For those affected by the traumatic event - whether that’s concert goers, children, families or emergency workers - the Manchester NHS Resilience Hub has issued advice for dealing with psychological issues that might arise as the anniversary draws closer.
“Strong emotional reactions are normal and there is no right way to think or feel,” said the Hub. “It is common to have more memories or dreams of the event or feel more unsettled. For most people these difficulties will settle down again with time.”
The Resilience Hub, set up by the NHS in Greater Manchester, shared an infographic listing 11 helpful things to do on 22 May. These include:
1. Do whatever you want and need to do to mark the occasion - join planned activities, join with your friends or with your family.
2. Take time to reflect in your own way.
3. Check in with others who may be struggling but make sure you still take care of yourself.
4. Think carefully about how much time you spend on social media and watching the news, switch it off if it’s not helping.
5. Spend time with friends and family or speak to a key adult - try not to spend too much time alone.
6. Talk to someone you trust if you want to, but don’t feel you have to.
7. Plan relaxing, comforting things to do and think about how you might manage if you are upset.
8. Get exercise, eat well and do nice things for yourself.
9. Keeping in your usual routine can be helpful.
10. Take unnecessary pressures off yourself.
11. Consider giving something back - maybe through helping others.
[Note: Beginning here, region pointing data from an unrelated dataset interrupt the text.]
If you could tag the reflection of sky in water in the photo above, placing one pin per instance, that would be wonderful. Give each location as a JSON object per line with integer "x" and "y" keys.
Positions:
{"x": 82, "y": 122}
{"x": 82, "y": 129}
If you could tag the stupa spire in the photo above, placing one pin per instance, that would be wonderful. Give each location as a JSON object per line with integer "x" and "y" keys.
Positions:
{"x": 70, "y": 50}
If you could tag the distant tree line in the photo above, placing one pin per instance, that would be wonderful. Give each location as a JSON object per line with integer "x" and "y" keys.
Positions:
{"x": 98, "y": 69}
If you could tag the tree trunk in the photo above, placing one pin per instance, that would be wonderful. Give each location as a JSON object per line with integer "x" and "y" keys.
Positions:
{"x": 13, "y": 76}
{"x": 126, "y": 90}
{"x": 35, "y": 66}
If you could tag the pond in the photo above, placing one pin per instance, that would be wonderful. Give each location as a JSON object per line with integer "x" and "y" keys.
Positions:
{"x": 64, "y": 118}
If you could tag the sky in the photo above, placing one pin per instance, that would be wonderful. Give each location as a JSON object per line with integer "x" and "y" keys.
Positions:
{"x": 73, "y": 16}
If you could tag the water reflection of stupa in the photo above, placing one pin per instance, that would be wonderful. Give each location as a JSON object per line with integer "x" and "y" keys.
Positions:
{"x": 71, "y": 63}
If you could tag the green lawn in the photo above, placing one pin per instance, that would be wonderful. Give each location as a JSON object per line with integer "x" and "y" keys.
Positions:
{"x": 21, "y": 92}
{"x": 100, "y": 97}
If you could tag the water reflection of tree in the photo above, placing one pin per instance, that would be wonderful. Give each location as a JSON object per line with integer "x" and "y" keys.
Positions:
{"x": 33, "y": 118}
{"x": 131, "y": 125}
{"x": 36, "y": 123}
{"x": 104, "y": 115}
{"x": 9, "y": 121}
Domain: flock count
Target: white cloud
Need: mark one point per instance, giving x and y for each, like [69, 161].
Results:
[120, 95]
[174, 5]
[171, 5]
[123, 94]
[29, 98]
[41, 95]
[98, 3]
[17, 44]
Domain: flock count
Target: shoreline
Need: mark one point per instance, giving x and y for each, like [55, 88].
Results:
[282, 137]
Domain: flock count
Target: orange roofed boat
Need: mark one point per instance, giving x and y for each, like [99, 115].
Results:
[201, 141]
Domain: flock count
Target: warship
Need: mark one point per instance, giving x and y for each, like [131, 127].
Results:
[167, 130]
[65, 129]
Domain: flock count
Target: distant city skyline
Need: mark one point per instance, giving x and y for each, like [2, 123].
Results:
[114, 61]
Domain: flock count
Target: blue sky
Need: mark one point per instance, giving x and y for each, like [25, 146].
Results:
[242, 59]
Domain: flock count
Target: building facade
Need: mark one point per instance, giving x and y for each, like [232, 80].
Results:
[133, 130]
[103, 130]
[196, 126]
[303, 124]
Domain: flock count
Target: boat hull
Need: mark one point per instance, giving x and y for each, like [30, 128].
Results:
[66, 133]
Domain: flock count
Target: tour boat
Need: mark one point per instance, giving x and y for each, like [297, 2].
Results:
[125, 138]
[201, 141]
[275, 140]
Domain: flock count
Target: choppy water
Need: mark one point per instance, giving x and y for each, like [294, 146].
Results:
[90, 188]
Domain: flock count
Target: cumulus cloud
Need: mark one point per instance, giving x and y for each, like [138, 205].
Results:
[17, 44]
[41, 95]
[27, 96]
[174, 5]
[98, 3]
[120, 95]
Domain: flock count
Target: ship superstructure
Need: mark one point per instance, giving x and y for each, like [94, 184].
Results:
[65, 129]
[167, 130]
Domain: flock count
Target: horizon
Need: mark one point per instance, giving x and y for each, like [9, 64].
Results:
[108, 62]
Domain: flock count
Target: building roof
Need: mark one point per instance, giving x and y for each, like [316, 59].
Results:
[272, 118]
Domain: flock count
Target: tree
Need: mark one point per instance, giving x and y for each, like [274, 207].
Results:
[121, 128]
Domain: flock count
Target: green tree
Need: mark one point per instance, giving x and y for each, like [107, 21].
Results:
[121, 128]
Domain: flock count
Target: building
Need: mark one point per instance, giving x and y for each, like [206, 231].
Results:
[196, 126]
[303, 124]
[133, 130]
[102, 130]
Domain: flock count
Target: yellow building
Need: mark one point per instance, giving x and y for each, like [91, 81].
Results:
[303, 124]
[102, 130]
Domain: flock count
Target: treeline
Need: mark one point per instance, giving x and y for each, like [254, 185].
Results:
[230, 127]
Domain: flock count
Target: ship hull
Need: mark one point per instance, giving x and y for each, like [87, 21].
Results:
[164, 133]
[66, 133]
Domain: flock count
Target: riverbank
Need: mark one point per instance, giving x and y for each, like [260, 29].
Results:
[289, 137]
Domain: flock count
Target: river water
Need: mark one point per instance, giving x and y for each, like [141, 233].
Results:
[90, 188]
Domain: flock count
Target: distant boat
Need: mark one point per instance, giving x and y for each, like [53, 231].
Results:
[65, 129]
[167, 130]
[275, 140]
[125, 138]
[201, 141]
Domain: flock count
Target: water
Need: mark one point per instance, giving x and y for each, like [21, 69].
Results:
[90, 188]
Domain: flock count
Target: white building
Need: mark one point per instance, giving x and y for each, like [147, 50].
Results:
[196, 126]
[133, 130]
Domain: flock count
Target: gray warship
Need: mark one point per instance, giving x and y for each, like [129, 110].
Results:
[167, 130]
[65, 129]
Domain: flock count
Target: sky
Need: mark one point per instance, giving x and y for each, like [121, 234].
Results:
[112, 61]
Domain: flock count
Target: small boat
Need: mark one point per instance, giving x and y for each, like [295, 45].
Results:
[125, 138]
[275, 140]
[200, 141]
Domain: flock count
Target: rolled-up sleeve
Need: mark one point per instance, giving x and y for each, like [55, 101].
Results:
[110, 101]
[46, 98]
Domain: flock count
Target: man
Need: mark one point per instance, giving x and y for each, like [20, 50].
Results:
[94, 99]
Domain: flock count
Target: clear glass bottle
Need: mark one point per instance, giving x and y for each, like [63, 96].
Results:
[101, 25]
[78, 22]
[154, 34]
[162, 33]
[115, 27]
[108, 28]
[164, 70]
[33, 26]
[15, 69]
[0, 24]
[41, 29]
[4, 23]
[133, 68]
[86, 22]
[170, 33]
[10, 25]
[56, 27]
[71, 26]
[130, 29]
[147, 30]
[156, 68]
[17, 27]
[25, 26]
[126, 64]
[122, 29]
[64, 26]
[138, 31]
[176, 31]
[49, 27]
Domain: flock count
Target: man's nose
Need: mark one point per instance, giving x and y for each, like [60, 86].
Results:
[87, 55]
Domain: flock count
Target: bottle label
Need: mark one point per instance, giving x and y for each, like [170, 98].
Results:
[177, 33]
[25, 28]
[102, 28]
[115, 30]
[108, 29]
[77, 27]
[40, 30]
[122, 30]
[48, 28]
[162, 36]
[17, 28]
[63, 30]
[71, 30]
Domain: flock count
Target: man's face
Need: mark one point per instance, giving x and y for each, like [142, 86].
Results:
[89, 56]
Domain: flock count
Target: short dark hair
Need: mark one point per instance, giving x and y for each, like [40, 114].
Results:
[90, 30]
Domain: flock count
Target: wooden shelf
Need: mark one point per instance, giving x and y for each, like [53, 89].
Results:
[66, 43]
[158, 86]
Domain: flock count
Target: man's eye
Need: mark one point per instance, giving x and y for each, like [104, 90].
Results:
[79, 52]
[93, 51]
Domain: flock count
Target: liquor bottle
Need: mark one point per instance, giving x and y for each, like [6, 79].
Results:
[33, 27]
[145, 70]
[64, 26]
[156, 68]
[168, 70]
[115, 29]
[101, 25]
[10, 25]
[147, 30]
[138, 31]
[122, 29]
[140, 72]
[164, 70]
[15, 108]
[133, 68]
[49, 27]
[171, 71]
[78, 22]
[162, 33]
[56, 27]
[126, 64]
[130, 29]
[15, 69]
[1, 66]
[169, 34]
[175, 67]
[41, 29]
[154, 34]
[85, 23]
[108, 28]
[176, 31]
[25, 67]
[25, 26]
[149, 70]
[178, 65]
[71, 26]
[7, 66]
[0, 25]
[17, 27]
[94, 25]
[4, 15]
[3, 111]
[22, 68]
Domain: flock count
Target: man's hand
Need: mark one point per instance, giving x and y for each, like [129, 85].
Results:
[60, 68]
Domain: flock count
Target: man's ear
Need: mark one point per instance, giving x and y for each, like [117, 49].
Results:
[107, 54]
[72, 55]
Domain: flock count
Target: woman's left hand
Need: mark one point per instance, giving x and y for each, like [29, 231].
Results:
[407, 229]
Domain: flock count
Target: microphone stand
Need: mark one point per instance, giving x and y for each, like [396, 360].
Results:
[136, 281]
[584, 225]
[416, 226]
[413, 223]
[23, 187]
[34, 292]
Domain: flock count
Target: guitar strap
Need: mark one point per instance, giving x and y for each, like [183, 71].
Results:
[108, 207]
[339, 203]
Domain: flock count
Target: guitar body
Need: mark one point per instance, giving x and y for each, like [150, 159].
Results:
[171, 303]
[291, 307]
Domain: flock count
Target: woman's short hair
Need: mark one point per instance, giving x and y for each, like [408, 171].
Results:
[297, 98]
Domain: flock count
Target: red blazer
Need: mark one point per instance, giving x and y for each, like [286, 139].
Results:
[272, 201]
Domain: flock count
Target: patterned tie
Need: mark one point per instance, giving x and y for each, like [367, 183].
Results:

A spokesperson told HuffPost UK: “The Hub provides a central point for mental health advice and support. Where one-to-one therapy is needed, clinicians in the Hub work with other providers across the country to help people receive the care they need from services close to where they live.”
Following the Manchester attack, the Hub proactively contacted over 6,000 people who had bought tickets for the concert, emailing them a link to the wellbeing screening programme with an online questionnaire which allowed health professionals to identify people who needed further help.
The wellbeing screening was repeated at three, six, nine and 12 month intervals to determine how people were feeling and reacting. It allowed participants and trained clinicians to track their progress through treatment.
“As the one year anniversary approaches, we are reaching out to anyone who might have been affected by this attack to provide advice, guidance and support where needed,” said the spokesperson.
“Manchester wants to ensure that everyone who needs support following the attack receives this, regardless of where they live. The Hub will remain in place for the next two years to continue this work.”